The WebGestalt 201948 online tool was used to perform the gene ontology and pathway enrichment analysis of the selected proteins. Pathways with FDR < 0.05 were considered significant.

Statistical analysis

All statistical analyses were conducted using R 4.2.1 software. Significance was determined by the Wilcoxon rank-sum test unless specified otherwise. Significance was concluded if the p-value was <0.05, while in pathway analysis, significance was concluded if the FDR was <0.05 after correction for multiple comparisons.

Disclosure of conflict of interest

UT MD Anderson Cancer Center and R.K. hold patents in the area of exosome biology licensed to Codiak Biosciences, Inc. UT MD Anderson Cancer Center and R.K. are stock equity holders in Codiak Biosciences, Inc. R.K. is a consultant and scientific adviser for Codiak Biosciences, Inc. The remaining authors declare no competing interests.

Acknowledgements

The EV work in the Kalluri lab is supported by MD Anderson Cancer Center, NIH R35CA263815, and NIH P40OD024628 and gifts from Fifth Generation (Love, Tito’s), Lyda Hill Philanthropies, and Bosarge Family Trust.

Data availability

The public datasets used in this study were described in the Methods sections.

Contributions

B.L. and R.K. conceived and designed the study.

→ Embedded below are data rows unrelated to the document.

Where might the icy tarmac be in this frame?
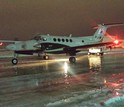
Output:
[0,52,124,107]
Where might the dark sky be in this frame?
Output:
[0,0,124,40]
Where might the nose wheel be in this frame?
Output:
[12,58,18,65]
[69,56,76,63]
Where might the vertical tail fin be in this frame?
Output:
[94,23,124,41]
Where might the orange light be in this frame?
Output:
[114,40,119,45]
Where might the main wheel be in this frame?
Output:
[69,57,76,63]
[12,58,18,65]
[43,55,49,60]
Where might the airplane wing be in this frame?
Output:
[0,40,20,43]
[72,41,122,50]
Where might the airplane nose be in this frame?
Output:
[6,44,16,50]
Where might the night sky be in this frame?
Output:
[0,0,124,40]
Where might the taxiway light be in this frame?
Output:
[114,40,119,45]
[0,42,3,46]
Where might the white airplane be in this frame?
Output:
[0,23,124,65]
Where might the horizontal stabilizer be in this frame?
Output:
[93,23,124,29]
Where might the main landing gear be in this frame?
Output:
[69,56,76,63]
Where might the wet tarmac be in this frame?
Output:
[0,52,124,107]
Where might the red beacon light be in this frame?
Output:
[114,40,119,45]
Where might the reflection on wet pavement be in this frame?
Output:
[0,54,124,107]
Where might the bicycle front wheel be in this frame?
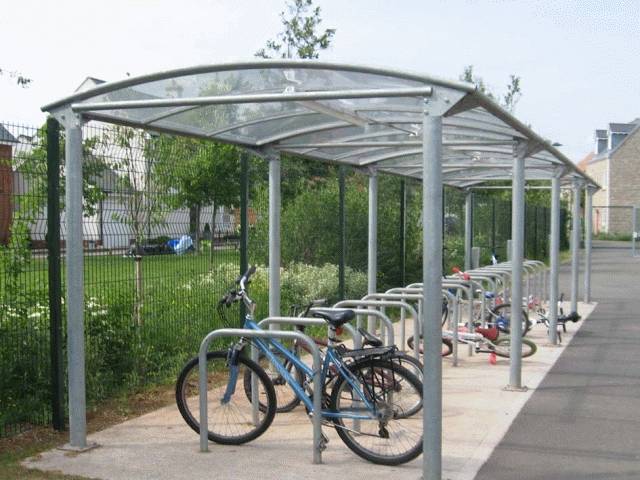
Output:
[329,359,423,465]
[494,337,538,358]
[176,351,276,445]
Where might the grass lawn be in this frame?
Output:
[0,247,240,299]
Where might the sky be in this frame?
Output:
[0,0,640,161]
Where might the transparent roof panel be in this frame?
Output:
[44,60,593,185]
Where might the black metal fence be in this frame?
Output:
[0,118,566,435]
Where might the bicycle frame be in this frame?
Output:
[242,316,377,420]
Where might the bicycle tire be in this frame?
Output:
[493,337,538,358]
[243,351,304,413]
[407,335,453,357]
[329,359,424,465]
[485,303,533,337]
[176,351,276,445]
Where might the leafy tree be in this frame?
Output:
[153,135,240,259]
[0,68,32,88]
[460,65,522,112]
[256,0,336,58]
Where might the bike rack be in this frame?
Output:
[311,307,396,348]
[333,300,420,359]
[407,277,478,354]
[198,328,322,464]
[362,291,422,358]
[258,317,362,348]
[465,272,498,315]
[387,285,464,367]
[404,279,473,360]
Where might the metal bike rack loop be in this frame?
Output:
[334,300,420,358]
[198,328,322,464]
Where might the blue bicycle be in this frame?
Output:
[176,267,423,465]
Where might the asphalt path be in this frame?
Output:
[476,242,640,480]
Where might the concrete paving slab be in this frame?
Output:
[24,305,594,480]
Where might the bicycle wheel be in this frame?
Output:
[486,303,533,337]
[244,351,304,413]
[493,337,538,358]
[176,351,276,445]
[329,359,424,465]
[407,335,453,357]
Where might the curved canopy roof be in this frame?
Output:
[43,60,597,191]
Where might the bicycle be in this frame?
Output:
[176,267,423,465]
[452,267,533,337]
[252,299,423,413]
[529,293,582,343]
[407,310,538,358]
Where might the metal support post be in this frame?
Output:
[464,190,473,271]
[47,117,64,431]
[571,179,581,313]
[367,169,378,332]
[422,108,443,480]
[239,152,249,325]
[64,112,88,450]
[507,142,528,391]
[269,156,281,317]
[338,165,347,300]
[549,175,560,345]
[400,180,407,285]
[584,187,596,303]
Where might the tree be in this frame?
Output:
[256,0,336,58]
[460,65,522,112]
[0,68,32,88]
[154,135,240,261]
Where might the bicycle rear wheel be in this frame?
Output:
[329,359,424,465]
[176,351,276,445]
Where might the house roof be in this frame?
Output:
[576,152,595,172]
[596,130,609,138]
[43,60,595,187]
[609,123,636,133]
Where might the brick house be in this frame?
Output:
[578,118,640,234]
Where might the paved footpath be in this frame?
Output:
[476,242,640,480]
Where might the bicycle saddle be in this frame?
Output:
[313,309,356,327]
[358,327,383,347]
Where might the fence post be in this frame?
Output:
[491,198,496,255]
[338,165,347,300]
[400,180,407,286]
[240,152,249,325]
[47,117,64,431]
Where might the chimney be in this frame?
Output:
[595,130,609,155]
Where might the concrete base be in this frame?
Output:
[57,442,100,453]
[23,306,593,480]
[503,385,529,392]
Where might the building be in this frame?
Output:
[578,118,640,235]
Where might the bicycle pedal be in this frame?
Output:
[318,433,329,452]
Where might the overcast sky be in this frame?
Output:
[0,0,640,161]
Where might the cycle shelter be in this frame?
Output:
[43,60,599,480]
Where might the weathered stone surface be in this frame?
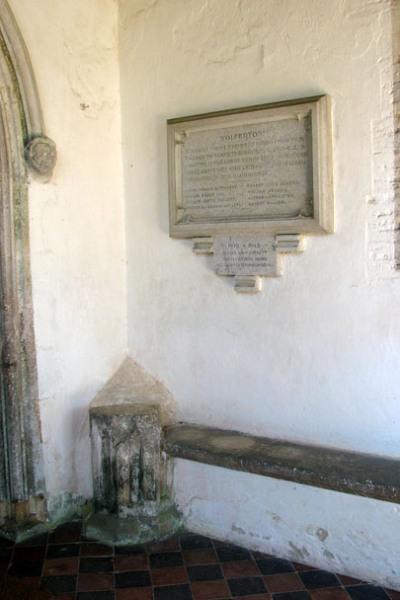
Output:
[91,358,177,425]
[90,403,161,516]
[164,424,400,503]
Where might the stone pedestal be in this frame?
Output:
[85,402,177,544]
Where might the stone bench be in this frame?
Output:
[163,423,400,503]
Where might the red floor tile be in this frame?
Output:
[221,560,260,579]
[116,587,153,600]
[191,580,231,600]
[337,575,361,585]
[114,554,149,571]
[78,573,114,592]
[182,548,219,565]
[234,596,272,600]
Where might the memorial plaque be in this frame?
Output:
[168,96,333,237]
[214,236,279,277]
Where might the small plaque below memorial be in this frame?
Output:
[214,236,280,277]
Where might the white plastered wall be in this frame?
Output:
[9,0,127,509]
[120,0,400,587]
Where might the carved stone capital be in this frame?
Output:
[25,136,57,180]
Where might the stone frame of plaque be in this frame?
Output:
[167,95,334,238]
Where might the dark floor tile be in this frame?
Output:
[13,546,47,562]
[46,544,80,558]
[80,542,114,556]
[336,575,364,585]
[151,567,188,585]
[187,565,223,581]
[0,548,13,563]
[217,546,251,562]
[256,557,295,575]
[272,592,311,600]
[77,573,114,592]
[182,548,218,565]
[181,534,212,550]
[191,579,231,600]
[43,558,79,577]
[114,544,146,556]
[117,587,153,600]
[16,533,49,548]
[113,554,149,572]
[154,584,193,600]
[308,587,350,600]
[221,560,260,579]
[264,573,305,593]
[146,536,181,554]
[346,584,389,600]
[299,570,340,590]
[8,560,43,577]
[115,571,151,588]
[292,561,318,571]
[42,575,77,594]
[235,594,272,600]
[228,577,268,596]
[79,556,113,573]
[150,552,183,569]
[76,590,114,600]
[49,521,81,544]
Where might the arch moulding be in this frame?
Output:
[0,0,56,537]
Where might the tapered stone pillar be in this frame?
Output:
[89,402,179,544]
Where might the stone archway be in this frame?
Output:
[0,1,55,536]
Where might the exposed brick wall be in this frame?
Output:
[367,0,400,281]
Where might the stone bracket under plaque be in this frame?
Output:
[193,233,304,294]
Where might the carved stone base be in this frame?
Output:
[90,402,180,544]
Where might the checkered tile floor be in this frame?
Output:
[0,522,400,600]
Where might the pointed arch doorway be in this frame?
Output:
[0,0,56,537]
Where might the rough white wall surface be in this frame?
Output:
[10,0,126,496]
[120,0,400,585]
[174,460,400,589]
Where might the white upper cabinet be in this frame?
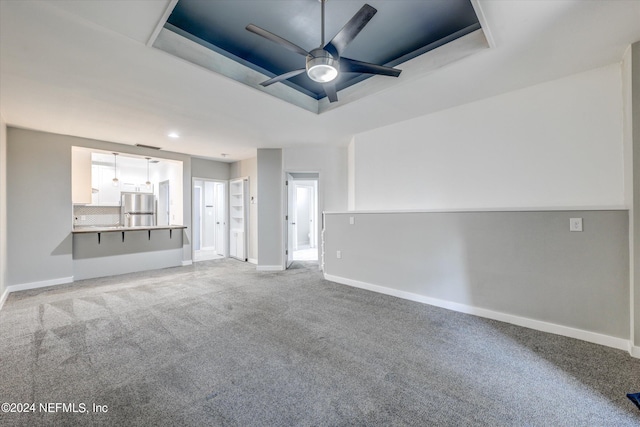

B.L. developed the computational algorithm and performed the analysis with supervision from R.K. F.G.K. generated the proteomics data of the cell lines. B.L. and R.K. wrote the manuscript. All the authors read the manuscript and discussed the results.

Supplementary Figure S1. Machine learning models for plasma-derived exosomes (A) PCA plot of cancer and control plasma or serum-derived exosomes. (B) Protein abundance of 18 selected protein features in cancer- and control plasma or serum-derived exosomes.